Drywall Repair Panel
I purchased a 2ft x 2ft x 1/2in drywall panel for ~$4 and marked a 6in by 6.5in square in the corner to fit the hole I cut in the basement ceiling. (If you have a scrap piece of drywall laying about, that will also do fine.) The curve in the bottom edge of the panel in this photo is a fisheye artifact from the camera lens.
Fitting the Drywall Patch Panel
Here’s the new repair panel compared to the water damaged drywall section cut from the ceiling. I used a sawzall blade to the cut the panel because it has finer saw teeth for a cleaner cut.
The drywall repair panel is trimmed to fit with the utility knife and fastened with four drywall screws to the plywood backer board and the metal runner of the suspended ceiling.
Tape and Mud the Drywall Joints
Self-adhesive fiberglass drywall joint tape is applied to the four joints of the repair panel. A thin coat of joint compound applied with a 4″ or 6″ blade. Click on the photo for a larger version. If you look closely, you can see the weave of the fiberglass tape.
I forgot to take a photo of the fiberglass joint tape before I applied joint compound to the ceiling. This next photo illustrates the process from a job I was doing on the wall.
Apply Finish Coats of Joint Compound
Immediately after the fiberglass tape joints are mudded (“mud” is slang for drywall joint compound), spread a thin coat of drywall compound using the 12-inch blade, feathering the edges. Don’t delay because those feather thin layers of mud start to dry in minutes and will gum up the blade leaving long tracks in the finish.
Tip: With drywall compound, “less is more“. The less you spread on the less sanding you’ll have to do later.
The next photo is the ceiling patch after the first application of drywall compound with the 12 inch blade. I left this to dry overnight before sanding.
Drywall Wet Sanding
The next day, I used a wet sanding sponge to smooth the high spots and feather the repair into the main ceiling. A drywall sanding sponge is a sponge made with an abrasive surface. Dip the sponge in a bucket of water, squeeze out the excess water so it’s damp, and sand with almost no dust. Rinse the sponge in water as needed to remove the joint compound that will clog up the sanding surface.

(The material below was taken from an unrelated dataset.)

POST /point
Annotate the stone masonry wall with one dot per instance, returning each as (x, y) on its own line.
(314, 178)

After sanding, I applied a very thin second coat of joint compound with the 12 inch blade, let dry and wet sanded. Here’s the ceiling patch ready to be painted. The nearly white-on-white doesn’t contrast well for the camera.
If you look closely (click on the photo for a larger view) you can see the brighter edges of the new paint where I painted the ceiling patch. I took a small sample of the ceiling to the local paint store for a computer color match, but as the salesman explained, the computer isn’t perfect and whites are especially hard to make an exact color match.
I hope this project saves you some money!